Numerous temporary and contract workers are also being hit with lower pay, reduced hours, and mounting layoffs. According to a 2006 General Accountability Office report, more than 42 million people or nearly one-third of the total workforce, go to work every week without being classified as a full-time employee.

 

The Associated Press reported yesterday: "Just how many temporary workers are getting swept out in corporate housecleanings is unclear, largely because regulators don't require the same disclosures as they typically do when at least 50 full-time workers are let go... The looser rules have allowed prominent employers like Google Inc. and Microsoft Corp. to trim contractors and temporary workers without quantifying how many people are being shown the door. The phenomenon has happened in other downturns, but never to this extent. The main reason: Employers have been relying increasingly more on temporary, or ‘contingent', workers during the past two decades to save money on payroll taxes and benefits. Analysts believe the trend will accelerate in the years ahead. If it does, even more people may be forced to accept temporary jobs even after the economy recovers."

 

Policy makers have no idea when any such recovery may eventuate. US fourth quarter GDP figures are due out today; economists anticipate a 5.5 percent contraction on an annualized basis.
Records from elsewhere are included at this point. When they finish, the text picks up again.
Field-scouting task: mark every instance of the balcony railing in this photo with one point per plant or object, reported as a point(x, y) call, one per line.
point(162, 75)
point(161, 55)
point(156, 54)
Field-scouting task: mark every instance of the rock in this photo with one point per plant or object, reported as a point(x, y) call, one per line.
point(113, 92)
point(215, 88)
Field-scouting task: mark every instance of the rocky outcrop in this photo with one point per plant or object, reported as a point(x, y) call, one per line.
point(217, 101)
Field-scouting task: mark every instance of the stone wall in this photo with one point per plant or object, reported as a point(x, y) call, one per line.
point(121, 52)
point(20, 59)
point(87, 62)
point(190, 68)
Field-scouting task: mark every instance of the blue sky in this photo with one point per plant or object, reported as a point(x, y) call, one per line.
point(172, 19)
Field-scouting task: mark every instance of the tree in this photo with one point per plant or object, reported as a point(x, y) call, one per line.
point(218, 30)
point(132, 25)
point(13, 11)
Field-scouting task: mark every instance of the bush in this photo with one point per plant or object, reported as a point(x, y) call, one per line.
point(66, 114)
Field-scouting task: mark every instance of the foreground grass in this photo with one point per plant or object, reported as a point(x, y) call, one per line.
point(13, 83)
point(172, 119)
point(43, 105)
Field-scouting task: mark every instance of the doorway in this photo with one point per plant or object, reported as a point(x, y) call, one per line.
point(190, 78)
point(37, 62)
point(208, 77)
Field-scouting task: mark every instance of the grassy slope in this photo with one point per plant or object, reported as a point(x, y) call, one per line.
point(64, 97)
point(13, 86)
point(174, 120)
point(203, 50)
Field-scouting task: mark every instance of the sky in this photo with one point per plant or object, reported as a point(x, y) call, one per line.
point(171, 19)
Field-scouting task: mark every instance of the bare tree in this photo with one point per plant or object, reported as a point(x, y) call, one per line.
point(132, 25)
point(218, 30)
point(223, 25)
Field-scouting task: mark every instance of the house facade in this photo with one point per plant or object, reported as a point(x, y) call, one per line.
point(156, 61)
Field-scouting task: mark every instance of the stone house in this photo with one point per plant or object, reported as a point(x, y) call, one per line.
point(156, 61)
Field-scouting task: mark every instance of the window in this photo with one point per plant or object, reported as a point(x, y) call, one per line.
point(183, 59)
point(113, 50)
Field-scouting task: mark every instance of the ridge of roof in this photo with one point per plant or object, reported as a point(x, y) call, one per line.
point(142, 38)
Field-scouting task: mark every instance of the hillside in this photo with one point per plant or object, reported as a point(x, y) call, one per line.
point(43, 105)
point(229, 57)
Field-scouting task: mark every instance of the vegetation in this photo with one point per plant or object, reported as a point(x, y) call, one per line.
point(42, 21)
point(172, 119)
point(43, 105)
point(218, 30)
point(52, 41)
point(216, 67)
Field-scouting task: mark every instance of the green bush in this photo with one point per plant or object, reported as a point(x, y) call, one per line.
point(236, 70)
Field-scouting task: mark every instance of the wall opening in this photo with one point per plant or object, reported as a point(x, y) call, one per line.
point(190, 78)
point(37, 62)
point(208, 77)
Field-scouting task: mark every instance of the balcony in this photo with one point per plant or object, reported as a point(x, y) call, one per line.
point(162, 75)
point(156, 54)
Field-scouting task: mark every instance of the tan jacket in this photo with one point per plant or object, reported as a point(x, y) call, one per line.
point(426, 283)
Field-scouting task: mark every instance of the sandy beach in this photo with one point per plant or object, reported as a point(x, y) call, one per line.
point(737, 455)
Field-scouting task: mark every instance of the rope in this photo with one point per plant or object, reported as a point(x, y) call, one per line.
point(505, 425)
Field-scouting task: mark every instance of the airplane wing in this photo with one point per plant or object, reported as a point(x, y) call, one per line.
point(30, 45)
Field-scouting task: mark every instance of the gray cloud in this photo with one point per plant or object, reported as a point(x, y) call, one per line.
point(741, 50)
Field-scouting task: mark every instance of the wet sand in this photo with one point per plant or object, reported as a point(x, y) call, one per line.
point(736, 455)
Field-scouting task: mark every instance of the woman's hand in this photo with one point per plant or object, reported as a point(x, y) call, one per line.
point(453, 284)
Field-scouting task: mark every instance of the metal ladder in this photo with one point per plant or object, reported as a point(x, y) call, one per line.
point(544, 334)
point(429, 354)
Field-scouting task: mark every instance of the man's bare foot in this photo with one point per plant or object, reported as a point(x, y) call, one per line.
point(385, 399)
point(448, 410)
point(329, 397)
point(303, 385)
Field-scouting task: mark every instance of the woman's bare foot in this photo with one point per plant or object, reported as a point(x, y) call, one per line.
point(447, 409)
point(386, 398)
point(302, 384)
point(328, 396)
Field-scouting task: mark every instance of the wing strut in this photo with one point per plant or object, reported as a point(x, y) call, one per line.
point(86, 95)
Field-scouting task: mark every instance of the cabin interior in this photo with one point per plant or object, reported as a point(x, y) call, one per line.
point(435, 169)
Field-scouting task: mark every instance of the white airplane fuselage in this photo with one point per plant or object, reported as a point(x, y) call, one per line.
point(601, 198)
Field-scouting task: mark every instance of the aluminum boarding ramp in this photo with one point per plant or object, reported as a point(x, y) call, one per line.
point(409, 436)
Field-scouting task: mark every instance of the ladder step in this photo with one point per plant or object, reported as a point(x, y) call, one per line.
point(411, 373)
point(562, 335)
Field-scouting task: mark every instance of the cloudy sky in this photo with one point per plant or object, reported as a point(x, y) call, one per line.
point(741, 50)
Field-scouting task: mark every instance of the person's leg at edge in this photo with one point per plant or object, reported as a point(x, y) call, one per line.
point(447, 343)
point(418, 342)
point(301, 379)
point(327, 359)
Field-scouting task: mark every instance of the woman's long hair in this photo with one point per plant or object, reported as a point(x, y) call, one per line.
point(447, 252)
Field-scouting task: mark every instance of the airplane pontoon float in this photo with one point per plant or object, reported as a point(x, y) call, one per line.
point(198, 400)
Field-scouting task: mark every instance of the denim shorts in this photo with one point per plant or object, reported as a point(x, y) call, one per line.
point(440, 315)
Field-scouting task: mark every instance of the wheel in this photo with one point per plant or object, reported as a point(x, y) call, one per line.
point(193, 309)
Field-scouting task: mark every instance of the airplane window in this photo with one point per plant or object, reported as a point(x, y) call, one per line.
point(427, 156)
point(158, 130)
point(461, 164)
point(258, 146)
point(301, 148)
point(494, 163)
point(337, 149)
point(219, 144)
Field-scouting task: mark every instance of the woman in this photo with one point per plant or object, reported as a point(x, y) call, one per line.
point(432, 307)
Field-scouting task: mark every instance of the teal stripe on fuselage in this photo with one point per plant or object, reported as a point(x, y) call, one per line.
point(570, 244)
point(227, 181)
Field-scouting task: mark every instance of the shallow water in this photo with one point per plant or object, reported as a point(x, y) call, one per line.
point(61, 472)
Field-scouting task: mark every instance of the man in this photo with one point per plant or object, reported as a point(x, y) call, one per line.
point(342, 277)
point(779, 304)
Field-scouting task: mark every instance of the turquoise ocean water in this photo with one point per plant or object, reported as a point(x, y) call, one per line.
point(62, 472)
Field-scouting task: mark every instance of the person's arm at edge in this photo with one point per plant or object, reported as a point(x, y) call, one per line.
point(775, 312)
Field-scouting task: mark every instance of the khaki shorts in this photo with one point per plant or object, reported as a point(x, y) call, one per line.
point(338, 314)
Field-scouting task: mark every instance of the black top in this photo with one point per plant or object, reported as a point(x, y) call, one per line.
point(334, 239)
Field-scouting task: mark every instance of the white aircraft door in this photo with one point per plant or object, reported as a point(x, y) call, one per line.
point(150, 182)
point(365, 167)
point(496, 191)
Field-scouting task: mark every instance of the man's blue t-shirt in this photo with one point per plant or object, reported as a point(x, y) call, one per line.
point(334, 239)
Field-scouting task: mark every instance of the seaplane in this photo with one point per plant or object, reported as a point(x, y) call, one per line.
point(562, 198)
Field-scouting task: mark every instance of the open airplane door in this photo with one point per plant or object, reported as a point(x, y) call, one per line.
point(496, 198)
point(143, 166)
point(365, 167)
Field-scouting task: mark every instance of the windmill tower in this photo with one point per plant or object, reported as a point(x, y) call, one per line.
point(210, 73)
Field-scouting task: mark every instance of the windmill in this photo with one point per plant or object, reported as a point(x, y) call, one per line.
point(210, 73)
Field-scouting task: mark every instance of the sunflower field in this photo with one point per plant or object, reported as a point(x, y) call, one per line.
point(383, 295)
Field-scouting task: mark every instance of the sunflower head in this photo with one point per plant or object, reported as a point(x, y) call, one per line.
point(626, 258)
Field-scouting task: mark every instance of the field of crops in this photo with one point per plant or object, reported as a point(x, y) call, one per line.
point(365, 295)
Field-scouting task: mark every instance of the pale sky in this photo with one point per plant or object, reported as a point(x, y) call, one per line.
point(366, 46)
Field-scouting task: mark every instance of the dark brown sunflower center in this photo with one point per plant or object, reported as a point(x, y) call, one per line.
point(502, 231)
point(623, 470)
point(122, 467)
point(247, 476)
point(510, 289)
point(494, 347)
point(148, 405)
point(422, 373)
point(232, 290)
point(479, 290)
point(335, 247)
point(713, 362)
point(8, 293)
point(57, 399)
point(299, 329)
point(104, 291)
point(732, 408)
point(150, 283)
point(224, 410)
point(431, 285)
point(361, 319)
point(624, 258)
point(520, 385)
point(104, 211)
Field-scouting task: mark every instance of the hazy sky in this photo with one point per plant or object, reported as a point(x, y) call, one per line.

Given their previous underestimations of the situation, however, there is every possibility that the real picture will be even worse.

 

A further acceleration of the US economic slump would in turn drag down the world economy. The International Monetary Fund's revised growth figures it issued on Wednesday—forecasting just 0.5 percent global growth—is already under challenge. New York University Professor Nouriel Roubini has predicted the world economy will experience negative growth of at least -0.5 percent, the first such international contraction since the 1930s great depression.